Sequence Conversion Events within Centromeres
The IBM population presents a unique opportunity for identifying rare genetic exchanges within centromere cores. Since crossing over is suppressed in centromeres, the markers from a single centromere haplotype should always be inherited as a unit. While this is true for the great majority of centromeres, we also detected aberrant inheritance patterns. These fell into two categories: loss of a marker from a known centromere haplotype and gain or transfer of a marker from one haplotype to another (Figure 3). Marker loss is a negative result and difficult to confirm; such events may in principle represent deletions but could potentially represent technical errors and were thus not pursued further. In contrast, there are several definitive ways to confirm the gain of a marker in our scoring system, and we focused further analyses on these markers.
There were four cases of marker gain, each potentially representing a genetic exchange event. We first cloned and sequenced each affected band from its parental line. We then performed a new round of TD using sequence-specific primers. In two such cases, the originally scored gained bands were not observed using the sequence-specific primers, indicating that the bands likely represent new polymorphisms that happened to co-migrate with one of the mapped markers. Two other bands—B73_8_ACC165 and Mo17_5_TCG264—were confirmed by sequence to represent the parental markers. At least one of these markers (B73_8_ACC165) lies within the functional CENH3 core as assayed by ChIP display. The second marker (Mo17_5_TCG264) did not precipitate with CENH3 antisera in our hands, though we note that a negative result by ChIP does not necessarily imply that the marker is not centromeric.

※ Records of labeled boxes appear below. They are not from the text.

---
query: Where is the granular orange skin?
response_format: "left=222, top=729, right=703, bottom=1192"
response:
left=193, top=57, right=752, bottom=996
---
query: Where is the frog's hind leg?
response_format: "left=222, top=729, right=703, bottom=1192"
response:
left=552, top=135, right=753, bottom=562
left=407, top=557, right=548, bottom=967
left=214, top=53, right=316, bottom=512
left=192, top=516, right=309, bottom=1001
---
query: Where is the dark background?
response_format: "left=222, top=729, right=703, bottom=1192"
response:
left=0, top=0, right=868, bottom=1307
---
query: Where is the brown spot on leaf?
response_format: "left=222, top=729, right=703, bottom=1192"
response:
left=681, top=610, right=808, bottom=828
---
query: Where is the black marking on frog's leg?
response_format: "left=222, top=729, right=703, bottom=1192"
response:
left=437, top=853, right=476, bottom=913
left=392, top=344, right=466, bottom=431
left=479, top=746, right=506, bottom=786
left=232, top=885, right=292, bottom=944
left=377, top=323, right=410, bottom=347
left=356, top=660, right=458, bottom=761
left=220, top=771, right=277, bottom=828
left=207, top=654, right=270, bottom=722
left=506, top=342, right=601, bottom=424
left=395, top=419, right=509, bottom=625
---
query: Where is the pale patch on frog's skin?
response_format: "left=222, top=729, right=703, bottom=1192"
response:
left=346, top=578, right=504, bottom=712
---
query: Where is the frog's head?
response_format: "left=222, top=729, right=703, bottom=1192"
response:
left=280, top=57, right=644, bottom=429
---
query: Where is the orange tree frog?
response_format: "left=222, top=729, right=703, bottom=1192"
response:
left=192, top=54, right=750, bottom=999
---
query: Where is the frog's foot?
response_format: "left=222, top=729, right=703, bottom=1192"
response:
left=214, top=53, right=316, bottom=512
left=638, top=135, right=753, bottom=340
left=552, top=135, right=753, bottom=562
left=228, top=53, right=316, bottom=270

An analysis of flanking markers revealed that no crossing over was associated with either B73_8_ACC165 or Mo17_5_TCG264, ruling out the possibility that they represent crossing over at the edge of the affected centromeres and indicating that they represent gene conversion, double crossover, or similar sequence exchange events (Figure S2). It is also possible (though much less likely) that these events represent exchange between non-homologous centromeres. Although we have not demonstrated that the observed marker exchanges are mechanistically gene conversion in the strictest sense, we will refer to them as conversion events throughout. Based on these observations, we can estimate that the IBM lines sustained a centromeric gene conversion rate of 1.86×10−4 conversion events per marker per generation (see Materials and Methods).

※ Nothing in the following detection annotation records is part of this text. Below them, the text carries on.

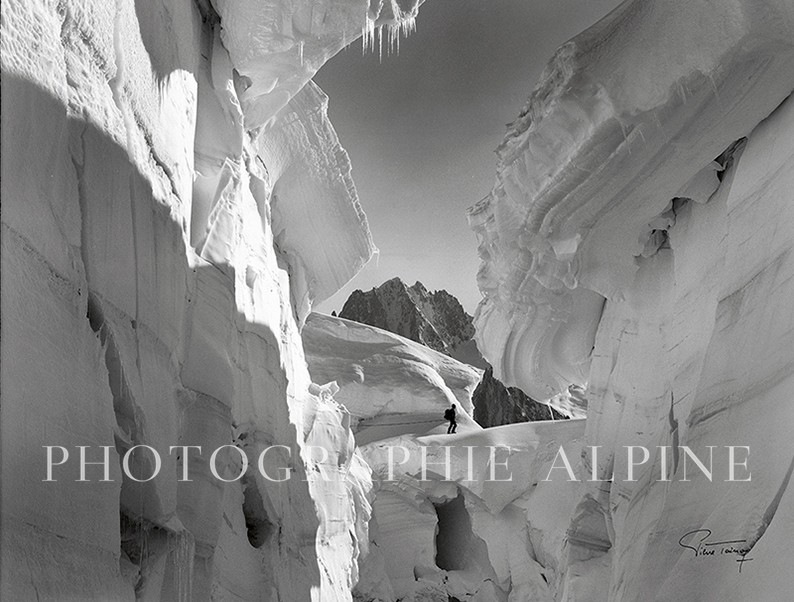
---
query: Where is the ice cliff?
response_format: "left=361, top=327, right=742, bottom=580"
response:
left=302, top=314, right=585, bottom=602
left=0, top=0, right=417, bottom=602
left=338, top=278, right=572, bottom=427
left=469, top=0, right=794, bottom=602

Linkage Disequilibrium (LD) in Maize Centromeres
Direct observation of marker exchange in our mapping population confirms the existence of conversion events, but population genetic data are required to assess the historical impact that such processes may have had on maize centromeres. To this end, we genotyped a set of CRM2 TD markers in a panel of 53 inbred lines, including a 50-line core set representative of a broad base of maize genetic diversity [34]. Each line was genotyped with 75 markers derived from 10 centromeres (B73 centromeres 1, 2, 3, 5, 6, 8, and Mo17 centromeres 4, 7, 8, and 9; Figure 4). When scoring CRM2 markers in diverse inbreds, there is a possibility that unrelated bands might co-migrate with the B73- or Mo17-derived bands and thus be scored as false positives. To investigate this possibility, we confirmed all bands for a set of 12 sequenced markers on centromere 2 [24] using a second round of genotyping using 4 bp selective base primers. The data revealed that 98.2% of the genotypes (556 of 566) from centromere 2 had been scored correctly. The remaining data are reported as originally called with 3 bp primers and interpreted with an assumed false positive rate of 1.8% (Figure 4).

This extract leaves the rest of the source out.